Networks and Links
Lise Getoor
Sometimes the best way to understand something is to see how it relates to others. Lise Getoor, an assistant professor of computer science and member of UMIACS, specializes in studying networks or how entities—whether people, events, research projects, or points on a map—are connected to each other. She examines how these connections can be used for machine learning and probabilistic reasoning.
“Traditionally, people have looked more at individuals instead of the links among them,” says Getoor. “We can label individuals based not only on their attributes but on what they’re connected to.” In other words, Getoor studies relationships. The work of “link mining” to extract information can be looked at in an abstract, mathematical way as well as in very practical terms. Getoor has developed algorithms for classifying all manner of data.
Exploring links in an academic context, she has analyzed how research publications are connected to each other through their authors and citations. From such bibliographic data, one can identify collaborative groups—one type of social group. Going a step further, Getoor has looked at how social relationships among academics, deduced from evidence such as how professors are grouped in committees organizing a conference, affect individuals’ social capital—and, in turn, publication rates. The same kind of analysis can be used to explore relationships between lawmakers and lobbyists, she says.
In another sort of link mining, collaborating with researchers at Carnegie Mellon University, Getoor has looked at the hyperlinks among the Web sites of professors and students. It turns out that one strong sign that a Web site belongs to a professor is that it does not include links to the Web sites of other professors! This is just one example of how one can deduce the roles of individuals by looking at the types of interactions they have. In another example, Getoor has analyzed how e-mail history reveals people’s roles in a company as well as the professional and social groups to which they belong.
In addition to link mining, one of Getoor’s main interests is entity resolution, or developing tools to deduce whether two separate mentions of a person, place, object, or event refer in fact to the same thing.

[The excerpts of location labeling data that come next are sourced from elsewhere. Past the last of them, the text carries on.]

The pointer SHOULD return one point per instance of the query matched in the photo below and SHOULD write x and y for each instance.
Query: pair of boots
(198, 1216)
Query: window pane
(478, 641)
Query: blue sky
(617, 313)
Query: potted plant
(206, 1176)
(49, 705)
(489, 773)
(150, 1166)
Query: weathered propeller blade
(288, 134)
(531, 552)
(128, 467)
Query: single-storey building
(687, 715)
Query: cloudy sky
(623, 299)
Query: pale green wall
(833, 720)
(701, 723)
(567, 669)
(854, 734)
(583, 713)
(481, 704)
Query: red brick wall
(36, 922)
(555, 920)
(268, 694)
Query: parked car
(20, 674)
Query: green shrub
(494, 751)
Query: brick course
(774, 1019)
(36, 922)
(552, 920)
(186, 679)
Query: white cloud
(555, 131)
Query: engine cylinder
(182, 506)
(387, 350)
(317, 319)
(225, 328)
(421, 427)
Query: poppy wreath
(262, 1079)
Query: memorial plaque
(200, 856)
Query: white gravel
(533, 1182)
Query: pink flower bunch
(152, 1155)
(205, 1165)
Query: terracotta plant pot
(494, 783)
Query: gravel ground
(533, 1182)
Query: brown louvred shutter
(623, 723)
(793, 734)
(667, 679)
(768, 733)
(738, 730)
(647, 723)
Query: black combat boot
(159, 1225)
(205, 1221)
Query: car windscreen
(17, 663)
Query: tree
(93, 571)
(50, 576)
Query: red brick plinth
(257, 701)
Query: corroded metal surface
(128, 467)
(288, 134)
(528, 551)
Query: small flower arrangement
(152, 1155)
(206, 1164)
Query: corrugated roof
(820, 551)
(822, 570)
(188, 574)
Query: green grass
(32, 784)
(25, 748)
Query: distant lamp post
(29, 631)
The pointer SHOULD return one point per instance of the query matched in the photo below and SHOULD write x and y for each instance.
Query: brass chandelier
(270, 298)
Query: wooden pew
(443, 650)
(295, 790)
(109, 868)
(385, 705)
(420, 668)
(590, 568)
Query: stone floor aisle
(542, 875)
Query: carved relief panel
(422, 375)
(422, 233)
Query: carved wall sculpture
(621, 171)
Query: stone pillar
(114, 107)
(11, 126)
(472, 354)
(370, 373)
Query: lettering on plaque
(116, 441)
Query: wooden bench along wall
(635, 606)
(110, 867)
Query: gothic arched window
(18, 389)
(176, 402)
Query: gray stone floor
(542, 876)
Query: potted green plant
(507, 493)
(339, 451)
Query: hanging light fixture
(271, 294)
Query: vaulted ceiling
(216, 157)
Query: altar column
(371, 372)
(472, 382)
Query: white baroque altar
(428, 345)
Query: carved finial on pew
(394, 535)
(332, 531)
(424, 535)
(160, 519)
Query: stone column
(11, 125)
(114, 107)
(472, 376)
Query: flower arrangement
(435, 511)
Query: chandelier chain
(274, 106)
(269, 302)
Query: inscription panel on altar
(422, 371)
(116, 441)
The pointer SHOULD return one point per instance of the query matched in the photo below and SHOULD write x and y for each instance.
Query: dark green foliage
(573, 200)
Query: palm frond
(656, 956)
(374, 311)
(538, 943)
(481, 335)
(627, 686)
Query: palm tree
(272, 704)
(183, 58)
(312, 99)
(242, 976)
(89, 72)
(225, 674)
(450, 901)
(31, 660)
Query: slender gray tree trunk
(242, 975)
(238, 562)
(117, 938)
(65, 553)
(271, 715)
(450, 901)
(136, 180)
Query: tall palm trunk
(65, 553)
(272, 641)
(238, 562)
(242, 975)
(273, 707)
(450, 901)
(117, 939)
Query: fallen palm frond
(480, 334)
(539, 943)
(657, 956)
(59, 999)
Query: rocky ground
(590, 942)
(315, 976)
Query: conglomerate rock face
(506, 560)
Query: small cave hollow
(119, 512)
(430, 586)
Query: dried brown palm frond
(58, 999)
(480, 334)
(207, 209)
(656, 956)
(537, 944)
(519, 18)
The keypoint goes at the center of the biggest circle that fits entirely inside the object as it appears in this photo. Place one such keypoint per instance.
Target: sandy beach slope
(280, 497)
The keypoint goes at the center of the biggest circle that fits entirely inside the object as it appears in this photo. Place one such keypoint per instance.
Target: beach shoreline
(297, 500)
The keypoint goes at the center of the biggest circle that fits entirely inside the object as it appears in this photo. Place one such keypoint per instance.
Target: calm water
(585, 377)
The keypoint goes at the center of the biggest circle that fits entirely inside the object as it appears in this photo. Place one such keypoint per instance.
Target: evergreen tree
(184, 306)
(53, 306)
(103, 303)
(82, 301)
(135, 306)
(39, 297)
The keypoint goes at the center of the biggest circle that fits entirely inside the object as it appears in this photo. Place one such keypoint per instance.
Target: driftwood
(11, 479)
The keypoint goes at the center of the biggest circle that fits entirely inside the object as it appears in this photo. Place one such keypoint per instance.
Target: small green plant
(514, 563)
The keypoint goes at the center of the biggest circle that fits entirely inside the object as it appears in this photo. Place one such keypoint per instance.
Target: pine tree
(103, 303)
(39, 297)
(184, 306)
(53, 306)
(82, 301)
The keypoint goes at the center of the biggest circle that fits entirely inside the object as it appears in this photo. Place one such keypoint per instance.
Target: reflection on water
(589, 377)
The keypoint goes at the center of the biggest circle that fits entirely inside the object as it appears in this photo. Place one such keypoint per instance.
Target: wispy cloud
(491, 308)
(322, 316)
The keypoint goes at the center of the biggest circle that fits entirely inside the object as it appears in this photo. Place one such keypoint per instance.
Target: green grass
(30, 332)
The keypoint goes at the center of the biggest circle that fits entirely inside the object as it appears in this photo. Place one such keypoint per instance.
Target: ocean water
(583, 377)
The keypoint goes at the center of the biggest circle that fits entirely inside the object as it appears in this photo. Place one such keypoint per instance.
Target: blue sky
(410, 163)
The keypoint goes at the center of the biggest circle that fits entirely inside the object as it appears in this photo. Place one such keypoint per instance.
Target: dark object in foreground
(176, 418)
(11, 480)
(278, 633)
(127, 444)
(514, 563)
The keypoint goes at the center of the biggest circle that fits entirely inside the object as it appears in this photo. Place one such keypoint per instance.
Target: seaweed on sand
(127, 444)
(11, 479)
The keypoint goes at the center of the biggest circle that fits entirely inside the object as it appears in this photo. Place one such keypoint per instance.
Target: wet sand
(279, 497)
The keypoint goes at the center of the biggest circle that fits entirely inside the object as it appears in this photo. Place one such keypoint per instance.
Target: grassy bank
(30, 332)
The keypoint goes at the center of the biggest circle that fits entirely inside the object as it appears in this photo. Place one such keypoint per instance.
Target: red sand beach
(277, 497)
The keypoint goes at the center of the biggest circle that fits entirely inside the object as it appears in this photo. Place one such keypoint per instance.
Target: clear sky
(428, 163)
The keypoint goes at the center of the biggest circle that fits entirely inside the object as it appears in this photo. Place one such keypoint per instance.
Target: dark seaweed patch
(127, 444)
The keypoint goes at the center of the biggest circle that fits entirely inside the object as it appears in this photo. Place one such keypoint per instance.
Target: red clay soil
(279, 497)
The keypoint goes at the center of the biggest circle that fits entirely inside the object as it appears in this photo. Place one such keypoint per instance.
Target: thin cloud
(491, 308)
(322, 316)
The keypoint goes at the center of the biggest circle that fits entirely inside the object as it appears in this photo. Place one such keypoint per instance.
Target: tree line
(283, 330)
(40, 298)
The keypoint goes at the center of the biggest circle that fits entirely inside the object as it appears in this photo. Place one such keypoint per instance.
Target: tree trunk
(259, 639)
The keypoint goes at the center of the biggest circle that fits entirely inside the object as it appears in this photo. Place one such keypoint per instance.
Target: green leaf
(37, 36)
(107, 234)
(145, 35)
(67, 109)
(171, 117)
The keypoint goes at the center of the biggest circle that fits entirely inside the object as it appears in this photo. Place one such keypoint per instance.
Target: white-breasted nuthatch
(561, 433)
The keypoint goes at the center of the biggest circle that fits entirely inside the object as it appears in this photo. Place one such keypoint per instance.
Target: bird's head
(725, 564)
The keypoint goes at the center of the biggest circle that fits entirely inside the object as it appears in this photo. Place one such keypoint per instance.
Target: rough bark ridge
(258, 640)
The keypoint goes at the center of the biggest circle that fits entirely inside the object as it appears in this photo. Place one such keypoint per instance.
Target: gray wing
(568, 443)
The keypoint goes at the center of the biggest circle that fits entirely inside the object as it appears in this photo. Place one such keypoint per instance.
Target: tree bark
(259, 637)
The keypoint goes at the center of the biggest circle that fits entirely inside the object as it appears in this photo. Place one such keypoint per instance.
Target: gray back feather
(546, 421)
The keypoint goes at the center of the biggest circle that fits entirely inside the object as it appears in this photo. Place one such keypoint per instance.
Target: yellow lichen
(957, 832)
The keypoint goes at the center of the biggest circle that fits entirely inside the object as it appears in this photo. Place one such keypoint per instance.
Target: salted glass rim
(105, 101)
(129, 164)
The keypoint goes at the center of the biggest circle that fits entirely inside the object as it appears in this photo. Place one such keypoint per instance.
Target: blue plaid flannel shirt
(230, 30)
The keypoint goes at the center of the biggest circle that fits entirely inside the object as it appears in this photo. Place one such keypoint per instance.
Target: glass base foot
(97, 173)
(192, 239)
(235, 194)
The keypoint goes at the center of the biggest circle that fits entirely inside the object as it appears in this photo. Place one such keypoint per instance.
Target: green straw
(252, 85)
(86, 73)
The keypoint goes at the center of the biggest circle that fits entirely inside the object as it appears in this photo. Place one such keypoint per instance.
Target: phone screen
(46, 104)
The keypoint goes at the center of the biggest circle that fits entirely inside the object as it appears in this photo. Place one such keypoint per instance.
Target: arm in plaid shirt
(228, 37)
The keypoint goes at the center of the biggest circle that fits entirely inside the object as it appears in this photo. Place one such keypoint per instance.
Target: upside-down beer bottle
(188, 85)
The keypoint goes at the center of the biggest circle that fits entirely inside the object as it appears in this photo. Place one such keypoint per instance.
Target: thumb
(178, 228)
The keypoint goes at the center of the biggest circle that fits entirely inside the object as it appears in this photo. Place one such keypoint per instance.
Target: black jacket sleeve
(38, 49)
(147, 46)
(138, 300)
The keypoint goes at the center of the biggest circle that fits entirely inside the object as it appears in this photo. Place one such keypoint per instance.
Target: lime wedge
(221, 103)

For example, are references to a Joe Smith and another to a Joseph Smith talking about the same person? Entity resolution is also important in geography, and Getoor is collaborating with the U.S. government’s National Geospatial-Intelligence Agency to go through databases of locations and peg which mentions are redundant, referring to the same underlying place. For example, the agency receives updates from local governments and needs to distinguish whether new information refers to a place meriting a new entry or refers to an entity that already exists in the database, if under a slightly different name or mismatched coordinates. “It’s common for names or coordinates to be off,” notes Getoor.
Whether dealing with people or geographical locations, entity resolution requires algorithms that assess the commonalities and distinctions between two records. Clearly, if two entities’ attributes and relationships do not overlap extensively, they are more likely to be distinct rather than duplicates.
Getoor speaks about concrete problems but also about the abstract essence of those problems. “I do like the theory and algorithms as well as the compelling
applications,” she says. At the level of theory, she talks about statistical relational learning and link mining driving machine learning, artificial intelligence, and reasoning under uncertainty. At the level of applications, she talks about entity resolution, group discovery, and role discovery.
“Lise has a unique way of breaking down problems and teasing out the essence of a question,” says Chris Diehl, a senior research scientist at the Johns Hopkins Applied Physics Laboratory who has collaborated with Getoor.
For her research, Getoor receives funding from the National Science Foundation as well as a consortium of intelligence agencies. “I’m also interested in how all this relates to privacy and what you can say about the privacy you can guarantee,” she says. In some cases, such as with health or financial records, the goal is to guarantee that no one can know that two records refer to the same person. In other cases, distinguishing entities can be helpful—for example, to thwart financial identity
theft. In early 2007, Getoor received a Google Research Award for her work on entity resolution.
Ultimately, Getoor’s work revolves around graph identification—or taking noisy, redundant data and identifying the true underlying network of nodes and links. Getoor works to distinguish, label, and rank nodes by better assessing, categorizing, and inferring the links among them, at the same time always asking exactly how much and what kind of data is necessary to get accurate and reliable analysis.